Considering Link Flexibility in the Dynamic Synthesis of Closed-Loop Mechanisms: A General Approach

Abstract

Abstract This paper has focused on the dynamic analysis of mechanisms with closed-loop configuration while considering the flexibility of links. In order to present a general formulation for such a closed-loop mechanism, it is allowed to have any arbitrary number of flexible links in its chain-like structure. The truncated assumed modal expansion technique has been used here to model link flexibility. Moreover, due to the closed nature of the mentioned mechanism, which imposes finite holonomic constraints on the system, the appearance of Lagrange multipliers in the dynamic motion equations obtained by Lagrangian formulation is unavoidable.
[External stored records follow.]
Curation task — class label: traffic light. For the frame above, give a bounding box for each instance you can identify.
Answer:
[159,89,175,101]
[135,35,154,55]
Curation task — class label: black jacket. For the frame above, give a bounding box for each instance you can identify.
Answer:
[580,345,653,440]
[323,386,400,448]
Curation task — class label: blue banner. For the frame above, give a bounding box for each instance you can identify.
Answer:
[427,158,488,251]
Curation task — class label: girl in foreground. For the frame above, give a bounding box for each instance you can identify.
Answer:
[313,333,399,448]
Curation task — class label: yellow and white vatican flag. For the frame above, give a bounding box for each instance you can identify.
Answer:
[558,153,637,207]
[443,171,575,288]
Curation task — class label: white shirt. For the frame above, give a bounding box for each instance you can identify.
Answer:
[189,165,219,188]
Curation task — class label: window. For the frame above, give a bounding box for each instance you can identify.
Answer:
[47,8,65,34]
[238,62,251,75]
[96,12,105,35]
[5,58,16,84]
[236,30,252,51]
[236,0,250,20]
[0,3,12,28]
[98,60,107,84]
So, the Gibbs-Appell (G-A) formulation has been applied to get rid of these Lagrange multipliers and to ease the extraction of governing motion equations. In addition to the finite constraints, the impulsive constraints, which originate from the collision of system joints with the ground, have also been formulated here using the Newton's kinematic impact law. Finally, to stress the generality of the proposed formulation in deriving and solving the motion equations of complex closed-loop mechanisms in both the impact and non-impact conditions, the computer simulation results for a mechanism with four flexible links and closed-loop configuration have been presented.